Habertürk
    Takipde Kalın!
      Günlük gelişmeleri takip edebilmek için habertürk uygulamasını indirin

        Başrollerinde Charlize Theron ile Javier Bardem’in oynadığı, Sean Penn’in yönettiği “Gerçeğin İki Yüzü” (The Last Face), Afrika’da sürüp giden iç savaşlar sırasında iki yardım gönüllüsü arasında yaşanan aşkı anlatıyor

        Dünyanın geleceğiyle ilgili en iyimser tahminlerde bulunanlar dahi söz Afrika’ya gelince duraksar... Bitmek bilmeyen iç savaşlar ve cehaletle birleşen kontrolsüz şiddet, kıtayı yıllardır içten içe kemiriyor. Bir zamanlar kıtayı ve doğal zenginliklerini aralarında paylaşan Batı ülkelerinin Afrika’nın geri kalmışlığındaki payı yadsınamaz. Buna karşılık, özellikle orman kanunlarının geçerli olduğu Afrika ülkelerinin, çözüm için Birleşmiş Milletler ve Batı’ya ihtiyaç duyduğu kesin. Peki, vicdan sahibi bir Batılı, Afrika’ya gerçekten nasıl yardım edebilir? “Gerçeğin İki Yüzü” biraz da bu soruya yanıt arıyor. Filmdeki iki Batılı, iki farklı yaklaşımı temsil ediyor.
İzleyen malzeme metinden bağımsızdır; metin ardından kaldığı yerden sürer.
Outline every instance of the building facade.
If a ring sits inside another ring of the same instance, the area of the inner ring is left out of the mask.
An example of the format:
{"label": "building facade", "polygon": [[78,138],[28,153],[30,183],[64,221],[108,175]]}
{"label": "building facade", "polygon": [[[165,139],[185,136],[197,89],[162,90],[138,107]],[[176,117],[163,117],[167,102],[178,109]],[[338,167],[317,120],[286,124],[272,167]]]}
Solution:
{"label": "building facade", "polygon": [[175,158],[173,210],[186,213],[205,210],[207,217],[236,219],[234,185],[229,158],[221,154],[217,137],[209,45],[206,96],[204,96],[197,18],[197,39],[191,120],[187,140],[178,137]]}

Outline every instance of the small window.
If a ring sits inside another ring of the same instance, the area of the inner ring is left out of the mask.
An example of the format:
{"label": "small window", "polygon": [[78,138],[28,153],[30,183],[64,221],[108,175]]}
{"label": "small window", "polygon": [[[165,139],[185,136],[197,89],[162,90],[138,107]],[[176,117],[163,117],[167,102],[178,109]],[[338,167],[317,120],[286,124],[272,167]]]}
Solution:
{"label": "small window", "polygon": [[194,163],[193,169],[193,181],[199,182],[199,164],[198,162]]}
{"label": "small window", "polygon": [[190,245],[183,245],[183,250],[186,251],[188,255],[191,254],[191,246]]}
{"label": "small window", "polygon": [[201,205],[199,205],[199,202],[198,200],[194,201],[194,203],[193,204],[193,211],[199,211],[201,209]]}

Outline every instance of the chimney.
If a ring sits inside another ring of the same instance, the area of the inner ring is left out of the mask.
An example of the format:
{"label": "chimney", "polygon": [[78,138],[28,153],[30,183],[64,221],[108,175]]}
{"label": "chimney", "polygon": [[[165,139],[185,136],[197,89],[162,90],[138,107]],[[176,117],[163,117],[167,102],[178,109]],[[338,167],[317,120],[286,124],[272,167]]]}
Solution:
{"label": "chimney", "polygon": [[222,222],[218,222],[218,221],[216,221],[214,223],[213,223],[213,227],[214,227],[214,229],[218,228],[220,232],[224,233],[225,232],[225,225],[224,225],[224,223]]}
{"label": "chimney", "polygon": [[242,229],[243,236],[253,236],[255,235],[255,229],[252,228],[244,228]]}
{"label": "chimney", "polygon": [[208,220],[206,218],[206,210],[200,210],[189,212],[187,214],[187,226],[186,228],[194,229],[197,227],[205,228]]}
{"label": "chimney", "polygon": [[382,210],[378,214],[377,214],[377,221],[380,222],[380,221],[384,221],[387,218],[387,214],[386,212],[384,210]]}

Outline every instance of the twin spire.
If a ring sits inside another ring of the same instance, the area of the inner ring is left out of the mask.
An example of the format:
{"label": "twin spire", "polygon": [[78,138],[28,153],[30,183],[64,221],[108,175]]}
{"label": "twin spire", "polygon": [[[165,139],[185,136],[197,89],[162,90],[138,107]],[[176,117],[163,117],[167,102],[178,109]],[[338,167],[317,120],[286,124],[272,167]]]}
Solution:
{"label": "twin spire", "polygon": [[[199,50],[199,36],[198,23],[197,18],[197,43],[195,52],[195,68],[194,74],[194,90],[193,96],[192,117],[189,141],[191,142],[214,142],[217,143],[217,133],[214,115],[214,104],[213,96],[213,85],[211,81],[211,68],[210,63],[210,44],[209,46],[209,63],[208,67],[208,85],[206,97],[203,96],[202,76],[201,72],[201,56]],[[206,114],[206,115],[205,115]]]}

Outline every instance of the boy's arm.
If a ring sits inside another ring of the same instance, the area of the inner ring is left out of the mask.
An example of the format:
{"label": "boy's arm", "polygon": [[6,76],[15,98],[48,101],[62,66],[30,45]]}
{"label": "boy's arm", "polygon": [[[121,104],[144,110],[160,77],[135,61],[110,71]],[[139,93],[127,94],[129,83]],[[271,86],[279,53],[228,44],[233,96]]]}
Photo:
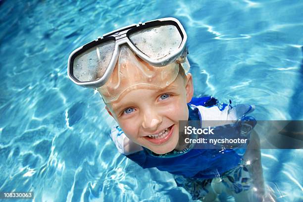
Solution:
{"label": "boy's arm", "polygon": [[112,128],[110,135],[119,152],[128,155],[143,150],[142,147],[130,140],[119,126]]}

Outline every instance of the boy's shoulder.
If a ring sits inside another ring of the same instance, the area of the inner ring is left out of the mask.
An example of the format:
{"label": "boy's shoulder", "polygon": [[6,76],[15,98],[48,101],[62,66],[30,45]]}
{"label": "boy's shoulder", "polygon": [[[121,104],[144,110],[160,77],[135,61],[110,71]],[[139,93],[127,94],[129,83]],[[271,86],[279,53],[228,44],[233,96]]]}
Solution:
{"label": "boy's shoulder", "polygon": [[189,104],[199,109],[202,121],[237,120],[254,109],[254,105],[240,104],[232,106],[230,100],[229,102],[219,103],[217,99],[210,96],[193,98]]}

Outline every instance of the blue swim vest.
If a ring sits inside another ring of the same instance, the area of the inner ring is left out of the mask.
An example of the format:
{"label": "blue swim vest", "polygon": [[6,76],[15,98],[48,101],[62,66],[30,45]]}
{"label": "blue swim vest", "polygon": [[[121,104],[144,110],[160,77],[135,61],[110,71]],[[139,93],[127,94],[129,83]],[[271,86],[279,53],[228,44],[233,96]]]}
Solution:
{"label": "blue swim vest", "polygon": [[[230,110],[230,104],[218,104],[216,99],[211,97],[193,98],[188,104],[189,120],[202,120],[199,106],[205,107],[217,107],[220,111]],[[239,105],[237,116],[242,119],[248,118],[255,120],[245,115],[253,110],[251,105]],[[254,124],[252,129],[254,126]],[[147,148],[133,153],[125,155],[143,168],[156,167],[159,170],[167,171],[175,175],[183,175],[187,178],[199,179],[213,178],[225,171],[238,166],[242,160],[245,148],[237,150],[225,150],[224,153],[217,149],[190,149],[183,153],[170,152],[169,157],[157,155]]]}

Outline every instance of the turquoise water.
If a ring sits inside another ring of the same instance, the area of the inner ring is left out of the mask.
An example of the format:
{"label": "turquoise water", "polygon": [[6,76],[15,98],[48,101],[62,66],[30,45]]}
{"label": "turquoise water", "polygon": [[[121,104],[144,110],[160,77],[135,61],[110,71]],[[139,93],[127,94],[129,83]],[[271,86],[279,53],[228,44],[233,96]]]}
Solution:
{"label": "turquoise water", "polygon": [[[37,202],[190,200],[170,174],[118,153],[100,97],[67,76],[69,54],[112,30],[174,17],[196,96],[254,104],[257,120],[303,120],[302,10],[299,0],[0,1],[0,191],[32,191]],[[303,201],[303,155],[262,151],[278,201]]]}

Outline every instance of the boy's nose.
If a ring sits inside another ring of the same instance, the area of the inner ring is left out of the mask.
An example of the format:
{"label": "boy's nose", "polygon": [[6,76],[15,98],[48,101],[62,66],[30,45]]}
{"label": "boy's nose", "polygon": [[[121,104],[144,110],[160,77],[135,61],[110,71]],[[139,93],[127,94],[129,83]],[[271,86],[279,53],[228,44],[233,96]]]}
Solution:
{"label": "boy's nose", "polygon": [[147,113],[144,114],[142,127],[145,129],[152,132],[157,130],[161,123],[162,118],[160,116],[156,114],[156,113]]}

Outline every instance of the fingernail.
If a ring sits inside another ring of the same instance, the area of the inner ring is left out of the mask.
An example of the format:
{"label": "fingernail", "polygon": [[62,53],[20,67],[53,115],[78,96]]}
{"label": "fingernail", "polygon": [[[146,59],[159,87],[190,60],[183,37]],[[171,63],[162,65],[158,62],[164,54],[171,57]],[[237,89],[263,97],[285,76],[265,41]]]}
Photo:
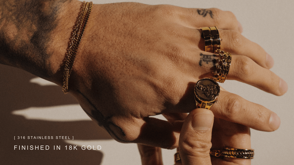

        İDEALİSTİN DÖNÜŞÜMÜ

        Babasının kurduğu uluslararası bir yardım ajansının sahibi ve yöneticisi Wren (Charlize Theron), kıtanın farklı ülkelerinde yaşadığı deneyimlerin ardından, kendini işlevsiz hissetmeye başlıyor ve Batı ülkelerinin Afrika için radikal önlemler alması gerektiğini düşünüyor. Birleşmiş Milletler’de katıldığı bir toplantıda, Afrika’ya ayrılan maddi fonlarla gerçekleştirilen işleri basına açıklarken bardağın dolu yanını değil boş yanını göstermekten yana olduğunu belirtiyor. Ona göre, yapılanların kıtaya kalıcı bir yararı yok. Babasının izinden giden Wren, Afrika’ya geldiği ilk günlerde böyle düşünmüyor aslında. Ama bir noktadan sonra ne işe yaradığını sorgulamaya başlıyor. Sözgelimi, bir sahnede çocuğu olmadan yaşamak istemeyen bir kadına tıbbi müdahale etmekte tereddüt ediyor. İspanyol cerrah Miguel Leon (Javier Bardem) ise “büyük resmi görmek” ya da sorgulamaktan değil, sadece işini yapmaktan yana. Hem de tam bir adanmışlıkla... Wren ve Miguel’in birbirlerine âşık olmaları, bir süre sonra aralarındaki anlaşmazlığı derinleştiriyor.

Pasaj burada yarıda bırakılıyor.